The proposed architecture of fractional division operation is shown in **Fig. 2**. The architecture contains two Unpack modules, one Lookup table, two Newton-Raphson iteration modules, one multiplier module, one Subtraction module and one X-OR gate. The modeling of the internal architecture of each block has been designed using Very high-speed integrated circuit Hardware Description Language (VHDL). Each block is controlled by a global clock.



NR: Newton-Raphson Iteration module Fig. 2: System Architecture of Proposed methodology

#### A. Unpack Module

There are two unpack modules in the design. Module Unpack1 takes one 32-bit value Y and decodes it into four values, the sign of the number (S), the exponent of the number (E) and the Mantissa part (M). This module produces another output (L) which is fed as the input to the Lookup table module. Another unpack module Unpack2 takes the 32-bit value of X and extracts the Sign, Exponent and Mantissa part of X. **Eq. 8** to **Eq. 11** shows the decoded values.

$$S = Y(31) \tag{8}$$

$$E = Y(30:23) (9)$$

$$M = Y(22:0) (10)$$

$$L = Y(22:15) \tag{11}$$

These blocks offer a latency of one clock cycle each.
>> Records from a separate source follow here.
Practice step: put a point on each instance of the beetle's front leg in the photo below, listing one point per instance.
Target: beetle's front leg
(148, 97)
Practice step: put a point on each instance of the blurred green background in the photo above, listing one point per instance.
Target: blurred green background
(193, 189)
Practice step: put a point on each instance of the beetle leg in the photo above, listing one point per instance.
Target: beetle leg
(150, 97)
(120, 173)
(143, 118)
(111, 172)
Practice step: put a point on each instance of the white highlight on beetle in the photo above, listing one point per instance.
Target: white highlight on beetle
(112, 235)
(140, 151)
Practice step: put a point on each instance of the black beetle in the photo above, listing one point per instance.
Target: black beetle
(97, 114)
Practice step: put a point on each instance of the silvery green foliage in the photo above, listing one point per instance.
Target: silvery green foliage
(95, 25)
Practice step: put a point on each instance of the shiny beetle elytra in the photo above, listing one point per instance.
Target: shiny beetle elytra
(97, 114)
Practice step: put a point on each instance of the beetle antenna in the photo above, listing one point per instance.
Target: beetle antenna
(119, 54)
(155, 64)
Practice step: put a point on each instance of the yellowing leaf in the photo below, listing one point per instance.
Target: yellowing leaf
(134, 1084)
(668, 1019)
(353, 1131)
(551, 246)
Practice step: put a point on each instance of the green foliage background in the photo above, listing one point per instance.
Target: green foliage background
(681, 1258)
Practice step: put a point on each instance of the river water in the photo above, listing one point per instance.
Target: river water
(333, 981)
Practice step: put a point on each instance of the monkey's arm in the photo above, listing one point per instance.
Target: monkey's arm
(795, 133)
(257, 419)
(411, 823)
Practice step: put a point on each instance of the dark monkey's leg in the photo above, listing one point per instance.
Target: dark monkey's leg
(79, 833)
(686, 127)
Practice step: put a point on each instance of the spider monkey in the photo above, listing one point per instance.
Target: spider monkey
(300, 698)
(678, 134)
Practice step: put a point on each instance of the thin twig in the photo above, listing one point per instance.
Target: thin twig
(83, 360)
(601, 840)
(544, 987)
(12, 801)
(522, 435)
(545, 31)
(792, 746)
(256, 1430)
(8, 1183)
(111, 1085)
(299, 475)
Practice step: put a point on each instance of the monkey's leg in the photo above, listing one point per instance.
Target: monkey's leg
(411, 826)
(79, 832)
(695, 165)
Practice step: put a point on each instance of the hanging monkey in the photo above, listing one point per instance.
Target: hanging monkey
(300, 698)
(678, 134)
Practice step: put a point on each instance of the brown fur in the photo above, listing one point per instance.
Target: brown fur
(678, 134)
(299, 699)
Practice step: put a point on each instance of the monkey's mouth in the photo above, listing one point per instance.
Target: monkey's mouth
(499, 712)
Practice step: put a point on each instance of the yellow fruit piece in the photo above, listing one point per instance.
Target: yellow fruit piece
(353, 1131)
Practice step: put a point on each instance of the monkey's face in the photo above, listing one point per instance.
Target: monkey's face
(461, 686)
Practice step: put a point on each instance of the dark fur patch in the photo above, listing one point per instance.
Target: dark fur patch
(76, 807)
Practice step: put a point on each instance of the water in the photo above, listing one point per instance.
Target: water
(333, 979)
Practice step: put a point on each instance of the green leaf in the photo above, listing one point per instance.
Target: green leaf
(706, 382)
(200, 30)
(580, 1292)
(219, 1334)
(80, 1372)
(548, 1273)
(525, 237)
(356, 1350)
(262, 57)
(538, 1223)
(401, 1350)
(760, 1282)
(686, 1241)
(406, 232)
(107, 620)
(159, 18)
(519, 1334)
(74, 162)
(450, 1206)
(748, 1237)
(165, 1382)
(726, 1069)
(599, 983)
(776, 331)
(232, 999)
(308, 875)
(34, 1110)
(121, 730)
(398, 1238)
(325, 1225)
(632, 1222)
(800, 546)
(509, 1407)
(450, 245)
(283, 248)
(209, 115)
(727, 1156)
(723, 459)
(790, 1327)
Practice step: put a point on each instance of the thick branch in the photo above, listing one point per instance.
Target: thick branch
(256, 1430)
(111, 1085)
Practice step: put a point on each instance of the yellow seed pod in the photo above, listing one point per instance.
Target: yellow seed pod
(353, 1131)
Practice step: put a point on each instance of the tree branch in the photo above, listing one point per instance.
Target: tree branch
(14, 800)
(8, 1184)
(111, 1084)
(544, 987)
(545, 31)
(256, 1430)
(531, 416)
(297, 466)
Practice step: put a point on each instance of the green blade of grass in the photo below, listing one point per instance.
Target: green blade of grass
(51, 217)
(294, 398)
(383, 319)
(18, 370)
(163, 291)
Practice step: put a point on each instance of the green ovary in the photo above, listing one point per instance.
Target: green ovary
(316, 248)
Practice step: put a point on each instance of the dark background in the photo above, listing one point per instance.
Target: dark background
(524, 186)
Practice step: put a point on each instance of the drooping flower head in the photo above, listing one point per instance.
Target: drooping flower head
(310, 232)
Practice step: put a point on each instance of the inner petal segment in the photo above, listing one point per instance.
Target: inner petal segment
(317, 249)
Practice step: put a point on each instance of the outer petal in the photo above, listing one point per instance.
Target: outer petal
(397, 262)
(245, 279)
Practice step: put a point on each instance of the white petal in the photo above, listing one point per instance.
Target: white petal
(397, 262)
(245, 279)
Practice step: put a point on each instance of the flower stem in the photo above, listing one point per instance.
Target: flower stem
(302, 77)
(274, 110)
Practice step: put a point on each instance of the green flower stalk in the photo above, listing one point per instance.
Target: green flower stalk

The symbolic representations of these two blocks are shown in the Fig. 3 and Fig. 4. Algorithm 1 and Algorithm 2 describes the function of these modules.



Fig. 3: Symbolic representation of Unpack1 module



Fig. 4: Symbolic representation of Unpack2 module



Published By: Blue Eyes Intelligence Engineering and Sciences Publication (BEIESP) © Copyright: All rights reserved.



#### Algorithm 1

```
Algorithm Unpack1
 {Input: Y}
 {Output: S, E, M, L}
Begin
  SY = Y(31);
  EY = Y(30:23);
  MY = "1" & Y(22:0);
  LY = Y(22:15);
End {End of Algorithm}
Algorithm 2
Algorithm Unpack2
 {Input: X }
 {Output: S, E, M}
Begin
   SX = X(31);
  EX = X(30:23);
  MX = "1" & X(22:0);
End {End of Algorithm}
```

## B. Lookup Table

This module takes one 8-bit value and finds the initial approximation of its reciprocal. This block offers a latency of one clock cycle. The symbolic representation of this block is shown in the **Fig. 5**. **Algorithm 3** describes the function of this module.



Fig. 5: Symbolic representation of Lookup table

## Algorithm 3

Algorithm Lookup table {Input: y } {Output: *R*} Begin R=lookuptable(y);

End {End of Algorithm}

#### C. Newton-Raphson Iteration Module

There are two Newton-Raphson Iteration modules NR1 and NR2. NR1 is responsible to find the first stage reciprocal value using Newton-Raphson iteration and NR2 find the second stage approximation. These blocks offer a latency of one clock cycle each. The symbolic representations of these two blocks are shown in the **Fig. 6** and **Fig. 7**. **Algorithm 4** and **Algorithm 5** describes the function of these modules.



Fig. 6: Symbolic representation of NR1 module



Fig. 7: Symbolic representation of NR2 module

#### Algorithm 4

```
Algorithm NR1
{Input: R, D}
{Output: Y1 }
Begin
  Temp1 = 2 \times R;
  Temp2 = R \times R;
  Temp3 = Temp2 \times D;
  Y1 = Temp1 - Temp3;
End {End of Algorithm}
Algorithm 5
Algorithm NR2
{Input: Y1, D}
{Output: Y2 }
Begin
  Temp1 = 2 \times Y1;
  Temp2 = Y1 \times Y1;
  Temp3 = Temp2 \times D;
  Y2 = Temp1 - Temp3;
End {End of Algorithm}
```

#### D.Multiplier Block

This block multiplies the normalized mantissa part of X with the reciprocal value of the normalized mantissa value of Y getting from the module NR2 and produces the mantissa part of the final result. This block offers the latency of one clock cycle. The symbolic representation of this block is shown in **Fig. 8**. **Algorithm 6** describes the function of this module.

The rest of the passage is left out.